Carp and Tomatoes in The Last Wilderness

Originally published in The Blue Danube.


If the students of Vasile Alecsandri High School bring as much care and concern to the Blue Danube River Project as they have to their school newspaper, The Blue Danube, then we can all be optimistic for the future of Europe's great river.

I do not say this lightly. I was privileged to see a copy of the first issue, and was immediately impressed by the quality and range of its contents. It is a little unfair to single out individual contributions for praise, but I would mention the well-researched article on pollution monitoring on page two, 60 Questions by Petronela Tipau, which said a great deal about the problems of communication between cultures of differing economic standing, and I shouldn't overlook the more imaginative pieces on pages 6 and 7. Then, perhaps, The Dream by Vasile Ifrim, distils the spirit of the newsletter, and indeed the project itself.

At a more personal level, the most evocative contribution for me was one of the more modest ones, the recipe for carp with tomatoes, provided by Raluca Aldea.


I was lucky enough to be able to visit the Danube Delta in the summer of 1988, taking a trip down river from Tulcea. At first I wasn't impressed; the fabled Danube seemed to be just a wider version of our own River Thames. There was enough river traffic to suggest that this was indeed one of the world's great waterways, but as one of Europe's most important natural features, it was a disappointment.
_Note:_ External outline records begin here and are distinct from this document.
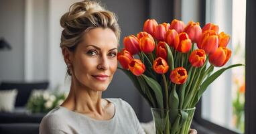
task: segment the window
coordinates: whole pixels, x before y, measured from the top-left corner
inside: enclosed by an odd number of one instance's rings
[[[216,23],[219,32],[231,36],[228,47],[233,54],[226,66],[245,64],[246,0],[206,0],[205,14],[206,23]],[[218,133],[245,132],[245,69],[226,71],[209,86],[199,109],[200,124],[218,129]]]

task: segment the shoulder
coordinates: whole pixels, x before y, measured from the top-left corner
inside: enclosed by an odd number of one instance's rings
[[[118,108],[132,109],[131,106],[127,102],[121,98],[109,98],[106,99],[109,100],[111,102],[113,103],[114,105],[115,105],[115,106]]]
[[[42,119],[40,133],[52,133],[54,131],[62,130],[65,127],[64,119],[60,107],[54,108]]]

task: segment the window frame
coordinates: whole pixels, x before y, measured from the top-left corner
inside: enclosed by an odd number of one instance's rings
[[[206,22],[206,1],[200,0],[200,23],[204,25]],[[253,78],[256,76],[254,67],[256,62],[253,59],[256,58],[256,38],[254,34],[256,31],[256,9],[254,6],[256,1],[254,0],[247,0],[246,1],[246,29],[245,29],[245,133],[256,133],[256,90]],[[202,117],[202,99],[196,105],[196,110],[194,114],[194,121],[201,126],[216,133],[237,134],[237,132],[225,128],[212,122],[207,121]]]

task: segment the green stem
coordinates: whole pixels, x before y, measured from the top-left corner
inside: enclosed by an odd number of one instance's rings
[[[164,80],[164,88],[166,92],[166,109],[169,109],[169,95],[168,95],[168,85],[167,84],[166,78],[164,74],[162,74]],[[166,111],[166,115],[168,115],[168,111]],[[167,120],[166,125],[166,133],[170,133],[170,125],[169,125],[169,117]]]
[[[168,86],[167,85],[167,82],[166,82],[166,78],[164,74],[162,74],[162,76],[163,77],[164,80],[164,88],[165,88],[165,92],[166,92],[166,109],[169,109],[169,105],[168,105]]]
[[[180,66],[184,67],[184,66],[183,66],[183,62],[184,62],[184,54],[182,53],[180,55],[181,55],[181,56],[182,57],[182,64],[181,64]]]
[[[190,87],[191,87],[191,85],[192,85],[192,83],[194,80],[194,75],[196,74],[196,68],[193,68],[193,66],[191,66],[191,69],[192,69],[192,74],[191,75],[191,77],[190,77],[190,82],[189,82],[189,84],[188,84],[188,90],[186,92],[186,94],[185,94],[185,98],[187,97],[187,96],[189,94],[188,92],[191,91],[191,89],[190,89]],[[194,70],[193,70],[194,69]]]

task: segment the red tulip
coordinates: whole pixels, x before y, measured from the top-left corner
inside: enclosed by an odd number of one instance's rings
[[[188,22],[187,26],[184,28],[184,31],[188,34],[188,37],[193,43],[198,42],[202,34],[202,29],[201,27],[200,27],[198,22]]]
[[[117,53],[117,60],[124,69],[129,68],[129,64],[133,59],[133,56],[129,51],[123,49],[120,52]]]
[[[166,29],[163,24],[159,24],[155,29],[153,37],[158,41],[166,40]]]
[[[179,38],[180,43],[178,46],[174,46],[174,48],[182,53],[188,52],[192,48],[192,42],[188,34],[185,32],[180,33]]]
[[[163,23],[162,24],[164,25],[164,27],[166,27],[166,31],[168,31],[169,30],[169,28],[170,27],[170,25],[169,23],[164,22],[164,23]]]
[[[151,53],[155,49],[155,41],[150,35],[144,36],[139,40],[139,48],[145,54]]]
[[[178,46],[180,42],[179,34],[175,29],[170,29],[166,34],[166,42],[170,47]]]
[[[157,74],[164,74],[168,71],[169,66],[164,59],[159,57],[153,61],[153,69]]]
[[[227,48],[219,47],[214,53],[209,54],[210,64],[220,67],[224,66],[231,56],[231,50]]]
[[[172,70],[170,74],[171,81],[176,84],[182,84],[186,82],[188,78],[188,73],[183,67],[178,67]]]
[[[213,24],[212,23],[206,23],[206,25],[205,25],[202,27],[202,32],[203,33],[203,32],[204,32],[204,31],[206,31],[207,30],[210,30],[210,29],[214,31],[217,34],[218,33],[218,26],[216,25],[214,25],[214,24]]]
[[[183,31],[185,27],[185,24],[182,21],[174,19],[170,26],[170,29],[175,29],[178,34]]]
[[[218,34],[218,47],[226,47],[229,42],[231,36],[228,34],[221,32]]]
[[[145,65],[139,59],[133,59],[129,64],[129,69],[135,76],[141,75],[145,70]]]
[[[204,50],[195,50],[191,53],[188,61],[192,66],[201,67],[204,65],[206,59],[206,54]]]
[[[202,49],[206,54],[212,54],[218,48],[218,39],[217,34],[213,30],[204,31],[201,36],[201,39],[197,43],[197,47]]]
[[[147,33],[153,35],[157,25],[157,22],[155,19],[147,19],[144,23],[143,31],[146,31]]]
[[[137,54],[140,52],[139,40],[133,35],[125,37],[123,39],[125,48],[131,54]]]
[[[139,41],[141,38],[145,37],[145,36],[149,36],[149,38],[151,38],[153,40],[152,36],[150,35],[149,34],[145,32],[145,31],[141,31],[137,34],[137,38],[138,38]]]
[[[162,57],[167,60],[167,51],[166,48],[166,42],[159,42],[156,46],[156,56],[157,57]]]

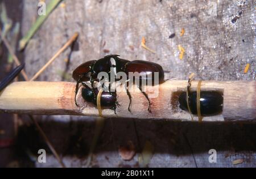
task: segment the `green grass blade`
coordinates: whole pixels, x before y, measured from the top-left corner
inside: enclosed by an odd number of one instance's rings
[[[42,25],[43,23],[48,18],[52,11],[57,7],[59,3],[63,0],[51,0],[50,2],[46,6],[46,15],[39,16],[36,22],[33,24],[30,29],[27,32],[27,35],[24,36],[19,43],[19,50],[23,50],[30,39],[34,36],[35,33],[38,31],[39,27]]]

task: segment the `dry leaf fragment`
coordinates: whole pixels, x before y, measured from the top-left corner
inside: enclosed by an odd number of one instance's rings
[[[246,65],[245,65],[245,70],[243,70],[243,73],[247,73],[249,69],[250,69],[250,63],[246,63]]]
[[[180,36],[181,37],[184,34],[184,33],[185,33],[185,29],[184,28],[183,28],[181,29],[181,31],[180,31]]]
[[[183,58],[183,56],[185,53],[185,49],[180,45],[178,45],[178,49],[179,49],[179,51],[180,51],[180,54],[179,55],[179,58],[180,58],[180,59],[182,59]]]
[[[240,164],[243,162],[243,160],[242,159],[237,159],[232,161],[232,164],[237,165]]]

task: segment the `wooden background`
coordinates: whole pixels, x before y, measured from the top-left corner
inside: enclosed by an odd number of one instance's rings
[[[48,1],[46,1],[48,2]],[[70,62],[66,50],[38,80],[67,80],[80,63],[108,54],[144,59],[161,65],[167,78],[187,79],[191,73],[203,80],[255,80],[256,62],[254,2],[251,1],[64,1],[28,43],[24,53],[26,70],[31,77],[75,33],[80,34],[79,49]],[[37,17],[37,2],[24,0],[22,33]],[[235,23],[232,22],[239,16]],[[181,29],[185,29],[183,36]],[[175,33],[174,38],[169,36]],[[153,54],[140,46],[142,37]],[[179,59],[178,45],[185,50]],[[105,53],[106,50],[109,53]],[[243,74],[246,63],[251,67]],[[65,76],[63,75],[65,72]],[[75,116],[38,117],[40,125],[64,162],[82,167],[94,134],[94,120]],[[134,120],[135,121],[135,120]],[[131,119],[107,119],[97,145],[92,167],[136,167],[138,154],[130,161],[122,160],[118,147],[131,140],[137,148],[148,140],[155,148],[151,167],[255,167],[256,125],[249,123],[136,121],[138,138]],[[32,127],[23,127],[22,140],[36,152],[43,142]],[[79,144],[77,147],[77,143]],[[30,147],[29,147],[30,146]],[[209,163],[208,151],[216,149],[217,163]],[[37,167],[59,166],[51,155]],[[232,161],[243,159],[234,165]]]

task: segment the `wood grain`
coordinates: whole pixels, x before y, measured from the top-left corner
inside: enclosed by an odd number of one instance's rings
[[[193,81],[191,91],[196,91],[197,81]],[[146,89],[152,103],[150,113],[147,110],[147,101],[135,86],[130,91],[132,96],[131,113],[127,110],[129,98],[122,86],[117,88],[118,101],[120,105],[114,111],[103,108],[106,117],[128,117],[135,118],[171,119],[191,120],[190,114],[179,108],[177,93],[185,91],[187,82],[170,80]],[[217,91],[223,93],[222,113],[205,117],[203,121],[224,120],[255,120],[256,96],[255,82],[203,81],[202,91]],[[14,82],[0,95],[0,111],[6,113],[36,114],[72,114],[98,116],[97,107],[86,103],[81,96],[79,88],[75,104],[75,83],[69,82]],[[134,89],[134,90],[132,90]],[[196,116],[195,120],[198,120]]]

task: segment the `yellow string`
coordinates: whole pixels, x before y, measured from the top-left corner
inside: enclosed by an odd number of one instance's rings
[[[203,121],[203,117],[201,116],[200,109],[200,91],[201,91],[201,83],[202,80],[199,80],[197,83],[197,88],[196,90],[196,108],[197,109],[198,121],[201,122]]]
[[[188,106],[188,112],[191,116],[191,121],[193,121],[194,118],[193,118],[193,115],[191,113],[191,110],[190,109],[189,104],[188,103],[188,92],[190,90],[190,86],[191,86],[191,82],[195,77],[195,74],[192,73],[188,77],[188,86],[187,87],[187,105]]]
[[[98,108],[98,114],[100,117],[103,117],[102,110],[101,109],[101,97],[102,92],[103,89],[101,88],[101,90],[100,90],[100,91],[98,91],[98,95],[97,95],[97,108]]]

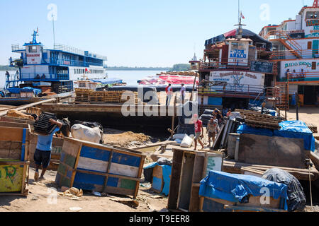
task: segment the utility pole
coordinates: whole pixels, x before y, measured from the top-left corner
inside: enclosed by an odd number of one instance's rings
[[[52,23],[53,25],[53,49],[55,46],[55,16],[52,13]]]

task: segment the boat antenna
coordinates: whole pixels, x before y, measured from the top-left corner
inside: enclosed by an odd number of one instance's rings
[[[53,25],[53,49],[55,47],[55,15],[52,13],[52,23]]]

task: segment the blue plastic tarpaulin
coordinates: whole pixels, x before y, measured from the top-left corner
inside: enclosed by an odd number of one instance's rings
[[[287,189],[286,184],[254,176],[211,171],[201,182],[199,195],[233,203],[247,203],[250,195],[270,196],[274,199],[281,198],[282,208],[286,210]],[[270,192],[266,192],[267,190]]]
[[[307,125],[301,121],[285,121],[279,123],[281,129],[275,130],[274,136],[291,138],[303,138],[305,149],[315,151],[315,138]]]
[[[262,128],[253,128],[246,124],[239,126],[237,133],[240,134],[256,134],[260,136],[274,136],[274,132],[271,129],[262,129]]]
[[[149,165],[148,166],[144,167],[144,169],[154,168],[157,165],[160,166],[162,169],[164,186],[162,193],[167,196],[169,193],[169,184],[171,183],[171,179],[169,177],[172,174],[172,166],[167,165],[160,165],[158,162],[154,162],[153,164]]]

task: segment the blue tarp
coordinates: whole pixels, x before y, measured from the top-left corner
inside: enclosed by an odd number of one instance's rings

We stopped for lunch in a hotel that was pleasant enough, though it seemed awkwardly sited, and there it was that I tasted my first carp, cooked in a manner very similar to that described by Raluca Aldea. Now, odd as this may seem to Romanians, it would never have occurred to me, nor to most of my countrymen, to eat a carp. Here, carp are prized exhibits in ornamental waters, or else are the quarry of a special breed of sports-fishermen who seek out the jealously-guarded stretches of still water which hold the really big specimens. The carp in our rivers rarely grow to any great size, and there just aren't enough of them, nor of other species for that matter, to make commercial fishing a viable proposition.

So, as I enjoyed what was for me a very unusual meal, I began to realise that the Danube had more to offer than I'd first thought. To support a commercial fishery based on this aristocrat among freshwater fish, this river had to be rather special after all. And before we were long into the afternoon, the Danube began to take on a very different character. The bends in the river became more pronounced and frequent, the river craft became smaller and fewer, and there was a strange watery stillness in the air. We were in the Delta.

I cannot tell you how remarkable it all was, this fantastic pattern of islands, water, twisted, overhanging trees, narrow channels and spacious lagoons. Nor do I need to try, for most of you who read this will have lived cheek-by-jowl with this wonderful part of our continent for all of your lives. Let me just tell you that, when I was startled by the sound of a dozen or more small frogs plopping in the water as I walked along the bank, hoping to catch a glimpse of something rather larger that was making a strange noise in the undergrowth, I knew I was in Europe's last great wilderness. I have never forgotten that moment, nor will I ever do so.

So, students of Vasile Alecsandri High School, and all the others who are now trying to overcome the effect of years of the abuse and exploitation of this natural gift, I salute you. We all owe you a great debt.